Transfering 256 bytes over Tube

Discuss all aspects of programming here. From 8-bit through to modern architectures.
User avatar
kieranhj
Posts: 529
Joined: Sat Sep 19, 2015 10:11 pm
Location: Farnham, Surrey, UK

Transfering 256 bytes over Tube

Postby kieranhj » Sun Jan 15, 2017 4:18 pm

Hey all,

Given all the RasPi copros that seemed to arrive as Christmas presents, I thought I'd spend some time messing about with 6502 second processor code to see what might be possible. Thanks to Tom Seddon for his great write up of how the Tube works and JGH for his meticulous documentation.

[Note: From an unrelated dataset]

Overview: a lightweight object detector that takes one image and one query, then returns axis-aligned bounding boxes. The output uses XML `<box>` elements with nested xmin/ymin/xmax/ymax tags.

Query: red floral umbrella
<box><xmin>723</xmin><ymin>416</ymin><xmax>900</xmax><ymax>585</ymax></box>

After investigating the usual methods of data transfer (hooking into oswrch mostly) this was too slow for my particular application, so I moved on to using the fast 256 byte Tube transfer protocol. However, I've come to an impasse and cannot get it to work. Can anyone help me figure out what I'm doing wrong please?

Code: Select all

.host_param_block
{
    EQUW parasite_draw_buffer
    EQUW 0
}

.host_read256
{
    IF _DEBUG_RASTERS
    LDX #&00 + PAL_green
    STX &FE21
    ENDIF

    \\ Claim Tube
    .claim
    LDA #&C0 + &10
    JSR &406
    BCC claim

    \\ 256 byte read
    {
        LDA #LO(parasite_draw_buffer)
        STA host_param_block+0
        LDA #HI(parasite_draw_buffer)
        STA host_param_block+1

        LDX #LO(host_param_block)
        LDY #HI(host_param_block)
        LDA #&6
        JSR &406

        \\ Initial delay
        LDX #6
        .initial_delay
        DEX
        BNE initial_delay

        LDY #0

        LDX #0
        .loop
        LDA &FEE5           ; 4c
        STA &71             ; 3c
        NOP                 ; 2c
        NOP                 ; 2c
        NOP                 ; 2c
        NOP                 ; 2c
        NOP                 ; 2c
        INX                 ; 2c
        BNE loop            ; 3c
    }

    \\ Release Tube
    .release
    LDA #&80 + &10
    JSR &406         ;    <---- BLOCKED HERE


    IF _DEBUG_RASTERS
    LDX #&00 + PAL_black
    STX &FE21
    ENDIF

    RTS
}

For now this code is just throwing the data transferred into a sink (&71) for test purposes but it is supposed to be an array of addresses and byte masks for a particle system. However I am getting a hang during the release Tube call, specifically the Tube code is spinning waiting for R4 to be free whilst attempting to send the Tube ID over to the parasite:

Code: Select all

\ Release Tube
\ ------------
ORA #&40              :\ Ensure release ID same as claim ID
CMP &15:BNE L0434     :\ Not same as the claim ID, exit
.L0414
PHP:SEI               :\ Disable IRQs
LDA #05:JSR L069E     :\ Send &05 via R4 to CoPro
JSR L069C             :\ Send Tube ID to notify a Tube release

...

\ Send Tube ID via R4
\ ===================
.L069C
LDA &15               :\ Get Tube ID
:
\ Send byte in A via R4
\ =====================
.L069E
BIT TUBES4:BVC L069E  :\ Loop until R4 free   <---- BLOCKED HERE
STA TUBER4:RTS        :\ Send byte

Any Tube experts have any thoughts? It doesn't matter if I call the read function in an osbyte callback or the vsync event handler on the host, I still get the same result. This is in B-Em BTW, I haven't been able to test on real hardware yet (my Master Turbo or PiZero copro). It doesn't hang on BeebEm but the debugger isn't much help (unresponsive) so I can't tell what's going on.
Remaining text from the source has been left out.